The transfer was worth about $768,000 with Chainlink trading near $7.70 to $7.80. The amount is small in Chainlink market terms, representing less than 0.02% of circulating LINK supply, but the destination is what caught traders’ attention. Coinbase Prime is used by institutions for custody, trading, financing and treasury operations, making government-linked deposits there a recurring trigger for selloff talk.
The movement does not confirm that LINK has been sold. A Coinbase Prime deposit can precede liquidation, but it can also reflect custody movement, administrative consolidation, case handling, liquidity preparation or treasury management. The confirmed onchain event is the transfer to Coinbase Prime, not an executed market sale.
That distinction is important because exchange and prime-brokerage deposits are often misread as immediate selling. The same issue appeared when a U.S. government-labeled wallet sent ETH to Coinbase Prime, raising sale questions despite no confirmed liquidation. It also came up in a separate treasury context when Forward Industries transferred SOL to Coinbase Prime with no sale confirmed.
The FTX/Alameda label gives the transfer a different market read from normal wallet activity. These funds are tied to seized assets connected to the collapse of FTX and Alameda Research, not a private whale account or ordinary exchange flow.
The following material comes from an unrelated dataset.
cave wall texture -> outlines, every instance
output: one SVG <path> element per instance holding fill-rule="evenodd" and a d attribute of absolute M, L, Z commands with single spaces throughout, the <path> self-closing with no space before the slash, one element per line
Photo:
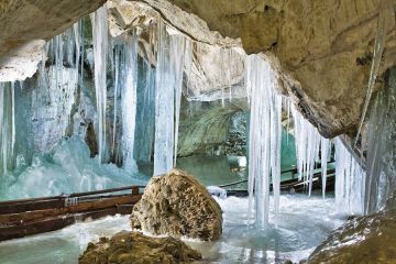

The seized-funds trail has been active before. Arkham previously identified U.S. government-controlled addresses holding Alameda-linked assets as they moved funds after a long period of inactivity. Earlier activity involved token redemptions and asset consolidation, showing that the government-linked wallets can be used for active case administration rather than simple long-term storage.
That is why traders keep watching the entity. Each new movement raises questions about whether seized altcoins are being prepared for sale, moved into safer custody, consolidated for legal distribution, or routed through an institutional platform for future handling.
The Chainlink deposit is much smaller than the large Bitcoin transfers that usually shake the market, but altcoin order books can be more sensitive to perceived government supply. A sub-$1 million LINK movement is unlikely to create direct market pressure by itself. The bigger question is whether it is a one-off transfer or part of a wider batch of seized FTX/Alameda assets moving toward Coinbase Prime.
Chainlink already has a busy news backdrop. The token has been tied to fresh infrastructure headlines after Chainlink became the oracle layer for FIFA World Cup 2026 prediction markets and after the Mastercard and Chainlink onchain crypto buying integration expanded its payments narrative.
That positive infrastructure story does not fully protect LINK from short-term flow pressure. Government-labeled deposits can affect sentiment even when the dollar amount is modest because traders treat them as possible previews of future sell-side activity.
The next clean signals are simple: whether more LINK leaves the same seized-funds entity, whether other FTX/Alameda-linked tokens follow, whether funds move deeper into Coinbase Prime custody, and whether any subsequent withdrawals or market activity point to an actual liquidation.
For now, the clearest read is narrow. A U.S. government-labeled seized-funds wallet moved 98,590 LINK to Coinbase Prime. The transfer puts federal altcoin handling back on traders’ screens, but without execution evidence, it remains a deposit and not a confirmed sale.